Bring your popcorn. Here comes more lies and excuses.
Have you looked into the benefits gained by the black people who hunted down and enslaved and sold their fellow black people to the white devil?
I must respond to this with part of Edward Ball's book "Slaves in the Family." He actually went to Africa and spoke to descendants of the tribal leaders who sold their fellow black people.
"Why did the chiefs allow people to be sold from here?" he asked. "It was a business everybody was doing. One can't say why a businessman does business," Deen Kanu said.
"If the chief of Maforki wanted to protect his people,' I said, "why would he allow them to be sold? Is that a stupid question?"
"No, not, it's not a stupid question." Then Madame Modu said, "It's an obvious question. They wanted money."
"The things the British gave your families in exchange for slaves," I said, "weren't unusual."
"Not special, no," said Kanu. Rum, guns, tobacco."

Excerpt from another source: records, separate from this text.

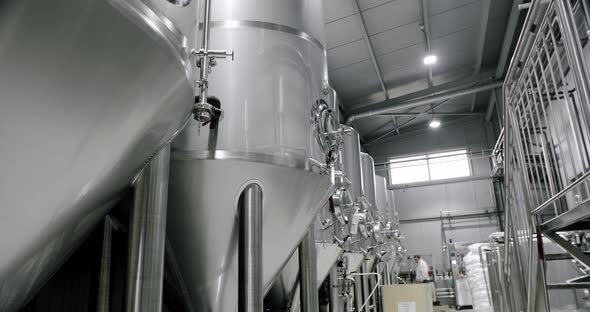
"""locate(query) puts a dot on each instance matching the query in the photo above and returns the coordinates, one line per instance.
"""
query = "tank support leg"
(308, 273)
(250, 293)
(147, 236)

"Was it worth it?" I asked. "I wasn't," said Kanu.
"What would you say to black Americans who point out that Africans sold their brothers and sisters?"
"Well, that is the question. We say that it was a long mistake, a long mistake by our ancestors."
"It was evil, actually, to sell your brother," Kanu said.
"When someone does evil in your society, how does he or she compensate for it?"
"You pray for forgiveness to the Almighty, "said Kanu. "When we sit together, we sometimes pray for those things that our ancestors have done, two, three hundred years ago. When you discover this collective responsibility, this evil act which had been committed both by the Africans and the Americans, by your ancestors, what are you to do now to remedy it? We know slavery has been abolished, but the evil has already been committed."
The book goes on to explain a prayer ceremony that was held to pray for forgiveness for both families represented there.